Monday, August 19, 2013

Be the Reader

If you write for adults, it's not really that hard to put yourself in the place of the reader. They generally have the same frame of reference as you. But if you write for young people and you haven’t been a young person for a very long time (if you’re like me), you have more of a challenge putting yourself in the shoes of the reader. Make no mistake, your writing will suffer if you cannot find a way.

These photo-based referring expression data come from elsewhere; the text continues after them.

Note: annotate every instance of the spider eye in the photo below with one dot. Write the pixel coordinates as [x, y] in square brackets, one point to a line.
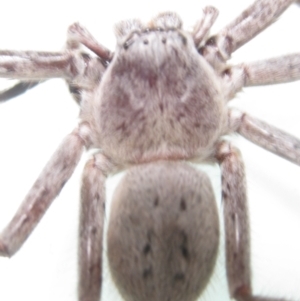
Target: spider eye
[168, 20]
[124, 28]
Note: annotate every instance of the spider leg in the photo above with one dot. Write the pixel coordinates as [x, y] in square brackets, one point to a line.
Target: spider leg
[237, 237]
[276, 70]
[245, 27]
[44, 190]
[80, 70]
[265, 135]
[91, 227]
[78, 34]
[18, 89]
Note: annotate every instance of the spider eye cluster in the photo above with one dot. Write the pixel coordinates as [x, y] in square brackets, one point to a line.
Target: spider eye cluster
[163, 21]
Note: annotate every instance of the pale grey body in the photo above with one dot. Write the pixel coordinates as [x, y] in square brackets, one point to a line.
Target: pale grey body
[158, 100]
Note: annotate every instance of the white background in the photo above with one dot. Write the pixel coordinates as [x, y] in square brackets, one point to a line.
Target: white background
[31, 127]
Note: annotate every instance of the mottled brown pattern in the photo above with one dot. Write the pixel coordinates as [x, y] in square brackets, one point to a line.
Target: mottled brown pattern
[159, 99]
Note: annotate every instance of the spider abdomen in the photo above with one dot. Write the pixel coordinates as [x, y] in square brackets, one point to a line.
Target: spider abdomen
[163, 233]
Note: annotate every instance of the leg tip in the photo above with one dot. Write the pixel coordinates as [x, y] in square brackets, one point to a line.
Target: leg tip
[3, 250]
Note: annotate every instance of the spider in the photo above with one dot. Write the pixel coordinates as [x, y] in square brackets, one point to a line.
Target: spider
[225, 71]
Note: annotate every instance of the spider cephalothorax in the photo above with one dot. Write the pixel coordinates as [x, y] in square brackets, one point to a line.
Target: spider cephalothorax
[160, 99]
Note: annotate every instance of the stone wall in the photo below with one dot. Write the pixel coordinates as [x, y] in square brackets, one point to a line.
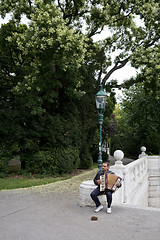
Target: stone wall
[154, 181]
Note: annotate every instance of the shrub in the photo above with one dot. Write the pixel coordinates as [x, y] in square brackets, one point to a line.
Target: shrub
[56, 162]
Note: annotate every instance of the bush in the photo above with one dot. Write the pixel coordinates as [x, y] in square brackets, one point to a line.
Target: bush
[56, 162]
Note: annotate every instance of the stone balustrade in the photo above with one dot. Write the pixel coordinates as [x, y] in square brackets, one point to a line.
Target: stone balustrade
[140, 183]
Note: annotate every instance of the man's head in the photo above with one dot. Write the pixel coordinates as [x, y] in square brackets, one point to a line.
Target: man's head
[105, 166]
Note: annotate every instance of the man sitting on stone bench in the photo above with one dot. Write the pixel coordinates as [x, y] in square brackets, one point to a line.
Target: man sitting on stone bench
[96, 192]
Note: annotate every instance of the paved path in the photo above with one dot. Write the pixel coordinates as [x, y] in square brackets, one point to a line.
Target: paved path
[52, 212]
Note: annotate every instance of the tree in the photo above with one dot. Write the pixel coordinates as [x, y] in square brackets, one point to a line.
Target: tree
[138, 123]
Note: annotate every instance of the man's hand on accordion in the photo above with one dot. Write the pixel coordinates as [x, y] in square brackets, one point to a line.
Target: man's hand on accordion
[118, 184]
[99, 182]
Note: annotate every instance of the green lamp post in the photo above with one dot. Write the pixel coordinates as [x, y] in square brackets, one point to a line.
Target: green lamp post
[101, 97]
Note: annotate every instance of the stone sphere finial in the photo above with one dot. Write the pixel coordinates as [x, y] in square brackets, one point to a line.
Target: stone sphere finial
[143, 154]
[143, 149]
[118, 155]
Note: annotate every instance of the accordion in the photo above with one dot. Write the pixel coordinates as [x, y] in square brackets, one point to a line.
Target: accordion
[109, 181]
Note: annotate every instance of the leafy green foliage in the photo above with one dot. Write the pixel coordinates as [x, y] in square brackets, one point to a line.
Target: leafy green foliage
[50, 70]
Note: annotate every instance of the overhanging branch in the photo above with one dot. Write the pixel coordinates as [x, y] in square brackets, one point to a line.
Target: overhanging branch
[118, 65]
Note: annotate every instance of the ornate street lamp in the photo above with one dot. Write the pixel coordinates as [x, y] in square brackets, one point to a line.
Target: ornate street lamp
[101, 97]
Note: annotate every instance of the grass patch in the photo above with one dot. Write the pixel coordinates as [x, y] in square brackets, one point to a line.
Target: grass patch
[14, 181]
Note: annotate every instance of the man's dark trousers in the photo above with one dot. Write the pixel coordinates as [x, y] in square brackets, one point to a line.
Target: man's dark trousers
[94, 195]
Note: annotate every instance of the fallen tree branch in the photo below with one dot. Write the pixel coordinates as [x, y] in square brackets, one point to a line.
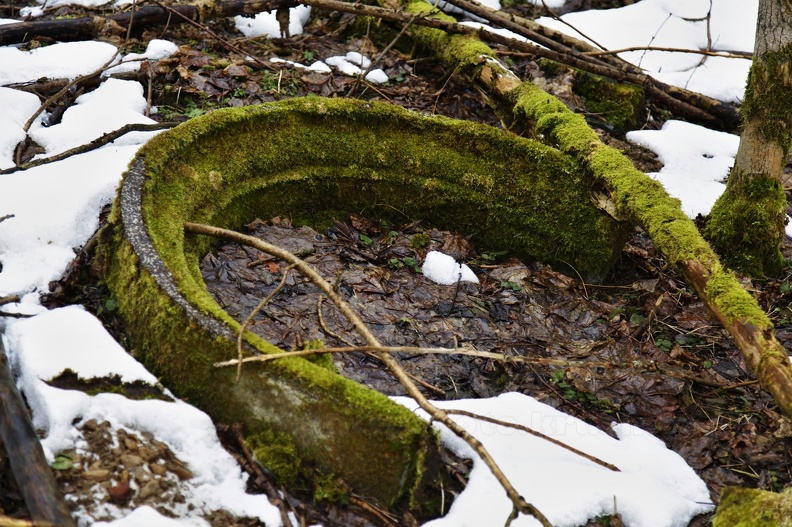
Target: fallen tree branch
[695, 106]
[90, 27]
[435, 351]
[31, 471]
[93, 145]
[217, 37]
[538, 434]
[635, 196]
[674, 234]
[519, 503]
[253, 314]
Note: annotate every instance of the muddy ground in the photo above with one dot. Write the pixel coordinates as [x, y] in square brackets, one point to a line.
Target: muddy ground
[686, 382]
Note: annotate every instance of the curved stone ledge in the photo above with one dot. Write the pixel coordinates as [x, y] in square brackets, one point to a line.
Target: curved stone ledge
[315, 159]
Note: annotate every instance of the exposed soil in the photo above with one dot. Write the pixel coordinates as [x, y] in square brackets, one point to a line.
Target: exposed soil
[686, 382]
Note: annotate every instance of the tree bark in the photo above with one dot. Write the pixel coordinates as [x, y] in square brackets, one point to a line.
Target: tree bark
[635, 196]
[32, 473]
[746, 225]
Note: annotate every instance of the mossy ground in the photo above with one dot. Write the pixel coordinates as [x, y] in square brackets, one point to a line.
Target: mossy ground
[740, 507]
[315, 159]
[616, 104]
[747, 225]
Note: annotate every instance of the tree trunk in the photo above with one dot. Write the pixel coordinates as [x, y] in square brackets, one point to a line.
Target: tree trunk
[746, 225]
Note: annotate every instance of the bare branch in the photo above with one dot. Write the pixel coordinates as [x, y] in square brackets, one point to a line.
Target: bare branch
[392, 364]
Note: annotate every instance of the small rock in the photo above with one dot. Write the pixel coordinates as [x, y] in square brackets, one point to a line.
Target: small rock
[131, 461]
[178, 468]
[90, 425]
[147, 453]
[159, 470]
[121, 492]
[98, 475]
[149, 489]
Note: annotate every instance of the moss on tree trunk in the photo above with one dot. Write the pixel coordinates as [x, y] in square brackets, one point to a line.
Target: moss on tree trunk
[746, 225]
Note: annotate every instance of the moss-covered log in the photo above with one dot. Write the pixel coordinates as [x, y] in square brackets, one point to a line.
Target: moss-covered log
[315, 160]
[741, 507]
[634, 195]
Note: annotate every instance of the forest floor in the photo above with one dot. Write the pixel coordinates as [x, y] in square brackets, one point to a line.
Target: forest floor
[687, 383]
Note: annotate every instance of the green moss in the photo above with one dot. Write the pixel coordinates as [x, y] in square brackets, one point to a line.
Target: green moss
[733, 300]
[746, 223]
[277, 453]
[328, 488]
[316, 158]
[740, 507]
[325, 360]
[459, 50]
[768, 96]
[613, 102]
[640, 198]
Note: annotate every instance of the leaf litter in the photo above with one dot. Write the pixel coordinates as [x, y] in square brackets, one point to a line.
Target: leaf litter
[686, 382]
[642, 349]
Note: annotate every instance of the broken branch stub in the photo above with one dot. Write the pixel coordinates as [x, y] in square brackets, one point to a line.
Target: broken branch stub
[315, 160]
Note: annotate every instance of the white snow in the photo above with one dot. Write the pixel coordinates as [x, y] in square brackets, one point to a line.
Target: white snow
[157, 49]
[654, 488]
[56, 209]
[695, 162]
[444, 270]
[67, 60]
[265, 24]
[679, 24]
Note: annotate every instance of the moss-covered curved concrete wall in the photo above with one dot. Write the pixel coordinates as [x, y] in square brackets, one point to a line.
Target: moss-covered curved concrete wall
[313, 159]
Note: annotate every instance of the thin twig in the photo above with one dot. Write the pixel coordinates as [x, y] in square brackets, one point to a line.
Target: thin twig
[329, 332]
[382, 53]
[709, 53]
[392, 364]
[217, 37]
[11, 299]
[555, 16]
[435, 351]
[252, 315]
[93, 145]
[54, 98]
[15, 315]
[536, 434]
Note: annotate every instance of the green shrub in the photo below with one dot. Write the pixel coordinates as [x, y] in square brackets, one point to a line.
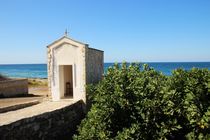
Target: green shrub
[130, 103]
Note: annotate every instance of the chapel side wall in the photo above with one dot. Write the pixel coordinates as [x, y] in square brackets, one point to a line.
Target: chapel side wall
[94, 65]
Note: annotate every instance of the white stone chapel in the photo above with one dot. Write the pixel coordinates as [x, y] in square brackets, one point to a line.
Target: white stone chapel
[71, 66]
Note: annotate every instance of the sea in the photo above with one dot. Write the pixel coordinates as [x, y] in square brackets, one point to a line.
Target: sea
[40, 70]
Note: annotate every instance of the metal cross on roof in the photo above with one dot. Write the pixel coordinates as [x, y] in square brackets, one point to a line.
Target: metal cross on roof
[66, 33]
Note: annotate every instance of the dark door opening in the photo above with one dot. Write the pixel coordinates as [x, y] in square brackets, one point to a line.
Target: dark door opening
[68, 81]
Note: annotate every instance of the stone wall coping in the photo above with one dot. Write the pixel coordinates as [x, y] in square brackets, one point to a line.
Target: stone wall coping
[13, 80]
[44, 107]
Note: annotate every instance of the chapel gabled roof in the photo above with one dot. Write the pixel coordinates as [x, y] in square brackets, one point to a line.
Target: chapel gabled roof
[65, 37]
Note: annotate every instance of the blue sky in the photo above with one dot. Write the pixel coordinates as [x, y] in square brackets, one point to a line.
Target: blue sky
[131, 30]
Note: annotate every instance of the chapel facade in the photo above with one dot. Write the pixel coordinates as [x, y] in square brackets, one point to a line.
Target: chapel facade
[71, 66]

My daughter is starting sixth grade this year. Today, in fact.  She is bubbling over with excitement and angst.  New to her will be lockers and switching classes and dressing down for gym and having a half dozen different teachers, each with their own foibles. Somewhere in the back of my mind, I knew this was a new adventure for my daughter, but I had forgotten exactly what it was like, what it felt like when it was happening to me. She’s happy one minute, a complete nervous wreck the next, and I’m along for the ride all over again.
I do remember my middle school experience being one of the hardest times of my life. I had to get glasses in eighth grade and I was devastated. Nobody else had glasses, at least that I could remember.  They weren’t cool glasses; they were 1980’s glasses. Uhg! Everyone said they made me look smart, which I was, but that’s like the last thing I wanted to be called at the time. I went through a string of boyfriends who all made me feel rather inadequate, except for Timmy Chin.  I wonder what ever became of him? And the drama I went through with my female friends. It’s a wonder how our parents ever tolerated us. I suspect they too had amnesia about what it was like and the things that went on in middle school.
As authors, we have a duty to return to that time in our own past and dig those feelings back up when we write.  What do you remember of middle school? Anything?